We decided to change the name because Asterisk has been so wildly successful that it is no longer an up-and-coming technology. This book was written for, and by, members of the Asterisk community.This book is intended to be gentle toward those new to Asterisk, but we assume that you’re familiar with basic Linux administration, networking, and other IT disciplines.“There’s more than one way to do it.” I’ve been working with Asterisk for nine years, and this motto becomes more true with each release, each added feature, and each clever person who attacks a telecommunications problem with this incredibly flexible toolkit. Then, I typically point the person toward the first edition of this book, , and set him loose.
Not everything over there is fully functional yet, and the internal links still point to this blog, and will for the indefinite future.
So all the old material will be left here for archival purposes, with comments turned off.
The depth and breadth of Asterisk is staggering—installations with hundreds of thousands of users are now commonplace. Asterisk scales up and down from individual lines to vast multiserver installations across multiple continents, but the way to start is to install the package, open up some of the configuration files, and start looking at examples.
I see Asterisk making deep inroads into the financial, military, hospital, Fortune 100 enterprise, service provider, calling card, and mobile environments. From the basic beginnings of a PBX that Mark Spencer coded in 1999, the Asterisk project, with the help of thousands of developers, has moved from simply connecting phone calls and has matured into a platform that can handle voice, video, and text across dozens of virtual and physical interface types.

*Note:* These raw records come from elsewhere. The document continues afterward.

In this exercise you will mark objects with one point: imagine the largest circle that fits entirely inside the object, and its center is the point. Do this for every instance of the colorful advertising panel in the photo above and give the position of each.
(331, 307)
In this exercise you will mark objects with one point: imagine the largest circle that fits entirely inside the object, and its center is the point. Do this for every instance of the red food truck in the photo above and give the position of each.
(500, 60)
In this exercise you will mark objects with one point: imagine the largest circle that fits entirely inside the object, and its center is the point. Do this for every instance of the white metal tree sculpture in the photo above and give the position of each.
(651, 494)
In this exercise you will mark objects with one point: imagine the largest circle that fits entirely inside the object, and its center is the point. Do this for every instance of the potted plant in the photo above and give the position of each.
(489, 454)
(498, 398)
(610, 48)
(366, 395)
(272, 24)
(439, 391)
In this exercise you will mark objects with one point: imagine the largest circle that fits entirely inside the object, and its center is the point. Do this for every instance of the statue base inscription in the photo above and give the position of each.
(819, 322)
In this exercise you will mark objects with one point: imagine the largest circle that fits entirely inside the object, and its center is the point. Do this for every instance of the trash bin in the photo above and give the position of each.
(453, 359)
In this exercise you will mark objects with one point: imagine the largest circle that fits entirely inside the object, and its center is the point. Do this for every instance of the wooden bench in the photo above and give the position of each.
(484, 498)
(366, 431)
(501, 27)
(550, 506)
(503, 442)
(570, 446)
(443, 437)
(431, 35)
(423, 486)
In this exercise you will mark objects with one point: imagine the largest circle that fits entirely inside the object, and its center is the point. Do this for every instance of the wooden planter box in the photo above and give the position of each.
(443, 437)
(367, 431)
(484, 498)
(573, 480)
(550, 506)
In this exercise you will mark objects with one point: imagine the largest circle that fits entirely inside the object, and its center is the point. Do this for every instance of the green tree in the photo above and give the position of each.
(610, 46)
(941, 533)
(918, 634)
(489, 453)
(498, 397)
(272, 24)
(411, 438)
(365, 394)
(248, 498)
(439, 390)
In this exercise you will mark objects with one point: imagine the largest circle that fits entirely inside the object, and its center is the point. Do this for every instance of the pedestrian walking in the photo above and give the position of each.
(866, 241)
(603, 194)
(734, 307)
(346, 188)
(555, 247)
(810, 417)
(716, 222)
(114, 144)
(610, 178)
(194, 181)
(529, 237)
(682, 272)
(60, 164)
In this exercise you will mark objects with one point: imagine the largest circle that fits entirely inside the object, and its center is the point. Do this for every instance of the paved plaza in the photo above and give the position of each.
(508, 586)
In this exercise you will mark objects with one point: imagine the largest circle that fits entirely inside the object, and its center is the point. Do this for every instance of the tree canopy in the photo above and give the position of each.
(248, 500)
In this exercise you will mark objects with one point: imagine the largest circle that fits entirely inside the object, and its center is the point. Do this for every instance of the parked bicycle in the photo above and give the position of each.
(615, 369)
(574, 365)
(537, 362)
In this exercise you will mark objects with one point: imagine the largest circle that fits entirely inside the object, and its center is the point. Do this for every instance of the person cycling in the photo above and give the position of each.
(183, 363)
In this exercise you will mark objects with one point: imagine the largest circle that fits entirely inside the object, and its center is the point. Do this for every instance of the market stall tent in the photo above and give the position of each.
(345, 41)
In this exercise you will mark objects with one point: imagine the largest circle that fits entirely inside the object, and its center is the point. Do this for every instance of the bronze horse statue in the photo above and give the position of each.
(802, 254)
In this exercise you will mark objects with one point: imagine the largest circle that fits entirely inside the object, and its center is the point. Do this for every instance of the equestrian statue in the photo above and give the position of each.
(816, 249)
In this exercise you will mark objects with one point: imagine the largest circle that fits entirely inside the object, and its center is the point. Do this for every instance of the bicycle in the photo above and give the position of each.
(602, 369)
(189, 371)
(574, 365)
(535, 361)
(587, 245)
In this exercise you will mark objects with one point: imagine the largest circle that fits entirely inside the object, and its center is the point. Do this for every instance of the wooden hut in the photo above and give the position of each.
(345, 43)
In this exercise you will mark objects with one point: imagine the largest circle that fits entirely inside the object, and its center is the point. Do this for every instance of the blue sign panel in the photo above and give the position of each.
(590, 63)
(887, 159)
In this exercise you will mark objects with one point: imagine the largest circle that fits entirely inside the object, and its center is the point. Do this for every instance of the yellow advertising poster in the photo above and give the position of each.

Moreover, Asterisk can integrate with other business technologies in ways that closed, proprietary PBXs can scarcely dream of.
Asterisk can appear quite daunting and complex to a new user, which is why documentation is so important to its growth.In fact, there really aren’t any areas that I can think of where Asterisk isn’t now entrenched as the default choice when there is a need for a generalized voice tool to do “stuff.”Asterisk has been emblematic of the way that open source software has changed business—and changed the world. Emailing recorded conference calls to the participants? Integration of voice services into existing Java apps? The creation and growth of were the inescapable results of the convergence of the four horsemen of the proprietary hardware apocalypse: open source development ideas, the Internet, Moore’s Law, and the plummeting costs of telecommunications.My favorite part of any Asterisk project overview or conference talk is answering questions from someone new to Asterisk. Even hardware vendors who may be frightened of Asterisk from a competitive standpoint are using it in their labs and core networks: almost all devices in the Voice-over-IP world are tested with , making it the most compatible system across vendors. Asterisk is a mature, robust software platform that permeates nearly every area of the telecommunications industry and has firmly cemented itself as one of the basic elements in any open source service delivery system.As I continue to answer “Yes, it can do that,” I watch as the person’s eyes grow wide. At a recent communications conference I attended, the question “Who uses Asterisk? I tell people that it’s reasonable for anyone delivering services both via phone and web to want to add an “A” for Asterisk to the LAMP (Linux, Apache, My SQL, [Perl/Python/PHP]) acronym, making it LAAMP.The person starts to smile when he starts to think about new things to do that his old phone or communication system couldn’t possibly have done. (LAMA-P was another option, but for some reason nobody seems to like that version…I don’t know why.)The expansion of this book to include more examples is something I’ve been looking forward to for some time.This book will take you from a vague idea of doing something with computers and voice communication to the point where you’re able to stun everyone you know with your phone system’s sophisticated tricks.